Method blazed trails early on in the expansion when the guild became the first in the world to achieve a World First raid finish while streaming its progression. Since then, the organization has continued to try to push the limits of what content and marketing can be made out of competitive raiding.
“The Race to World First is obviously, as well as being a competition between the top guilds in the world, it’s a chance to premiere content that no one has ever seen before like the downing of the most difficult boss in the game,” Sco said. “So I think the Race to World First is extremely exciting. It’s very competitive, and it is, you know, quite a unique content piece. That being said, it’s obviously a content piece that doesn’t really happen that frequently right? It’s something that happens on average once every six month.”

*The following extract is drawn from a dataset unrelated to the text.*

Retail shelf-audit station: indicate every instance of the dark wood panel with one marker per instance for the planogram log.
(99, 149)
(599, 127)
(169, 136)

Today’s speedrun was a change-up from what most fans are used to seeing when it comes to raid “racing” in retail WoW.
When new raids release, guilds spend hours—and even days—trying to get their first kill on some bosses. But with significantly more gear and practice, Method and their competitor Aversion were able to kill all 12 bosses in Ny’alotha in less than an hour and a half.
To compare it to a more traditional sport, today’s competition was more like a 100 meter dash, while the Race to World First is viewed more as a marathon.
While Race to World First is highly competitive and generates massive amounts of marketable viewership for guilds like Method, it only comes a few times a year. In fact, since Method’s initial decision to broadcast a Race to World First in 2018, there have only been four major raid releases for nearly two years.
“In between the Race to World Firsts, I think it would be great if we could keep the competition going in the raiding scene and do some more of these raid races because on the flip side, these raid races are competitive in a different nature,” Sco said.
Two of the major concerns with competitive raiding’s viability as an esport stem from the work that has to go into a raid on Blizzard’s end and the amount of time that exists between raiding tiers. But if Method’s efforts to host raid racing showcases prove to be successful, the organization might be able to bring an entirely new form of competitive raiding to the forefront in retail WoW in the same way that they popularized RWF broadcasts.